Na produção, Diogo conta novamente com Rafael dos Anjos e Alessandro Cardozo, que assinaram, em 2017, Munduê, álbum autoral de Diogo. Desde essa época, o trio tem unido forças em discos e shows, como em Vapor de Arerê, lançado em 2019, e o Ao Vivo em Porto Alegre, lançado no ano passado.
Diogo trata a trilogia Samba de Verão como um projeto independente. "A gravadora sou eu", diz. Ao seu lado, como diretor-geral, está Afonso Carvalho, ex-empresário de Beth Carvalho e diretor artístico da Musickeria, empresa dona da marca Sambabook, que já colocou no mercado tributos a João Nogueira, Zeca Pagodinho, Jorge Aragão e Dona Ivone Lara.

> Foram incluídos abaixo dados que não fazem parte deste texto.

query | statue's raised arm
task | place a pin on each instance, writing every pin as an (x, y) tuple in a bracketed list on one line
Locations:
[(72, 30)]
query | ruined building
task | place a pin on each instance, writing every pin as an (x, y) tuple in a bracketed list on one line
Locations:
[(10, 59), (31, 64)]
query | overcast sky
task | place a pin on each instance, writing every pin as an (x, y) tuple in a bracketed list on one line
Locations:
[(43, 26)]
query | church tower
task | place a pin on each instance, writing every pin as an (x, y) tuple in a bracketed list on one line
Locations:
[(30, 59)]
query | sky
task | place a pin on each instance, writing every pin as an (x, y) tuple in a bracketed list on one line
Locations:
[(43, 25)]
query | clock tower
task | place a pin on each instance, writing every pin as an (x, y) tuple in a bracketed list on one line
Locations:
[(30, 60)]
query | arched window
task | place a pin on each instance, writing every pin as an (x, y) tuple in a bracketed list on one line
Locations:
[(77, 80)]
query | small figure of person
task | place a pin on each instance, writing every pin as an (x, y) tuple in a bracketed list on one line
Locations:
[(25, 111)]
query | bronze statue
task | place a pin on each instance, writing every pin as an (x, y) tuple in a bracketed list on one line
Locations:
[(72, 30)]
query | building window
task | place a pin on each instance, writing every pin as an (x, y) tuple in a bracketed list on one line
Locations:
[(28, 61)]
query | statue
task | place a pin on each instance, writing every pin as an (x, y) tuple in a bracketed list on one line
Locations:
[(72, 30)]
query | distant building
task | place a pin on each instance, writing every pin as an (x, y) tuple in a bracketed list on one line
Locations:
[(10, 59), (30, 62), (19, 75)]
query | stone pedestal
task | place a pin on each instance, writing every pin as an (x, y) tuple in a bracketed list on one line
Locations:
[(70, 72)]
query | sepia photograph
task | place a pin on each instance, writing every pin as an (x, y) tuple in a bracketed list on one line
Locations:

O cantor não acredita que as apresentações com o público voltem tão cedo – talvez no segundo semestre, em uma visão mais otimista, diz. Longe dos palcos e das turnês, Diogo aproveita o tempo para compor e se aperfeiçoar no violão e cavaquinho. Ele, que teve covid-19 em julho do ano passado, diz que espera pelo avanço da campanha de vacinação para apresentar o show Samba de Verão para o público. Por ora, o conselho que dá é: "Arraste o sofá e vai dançar – em casa".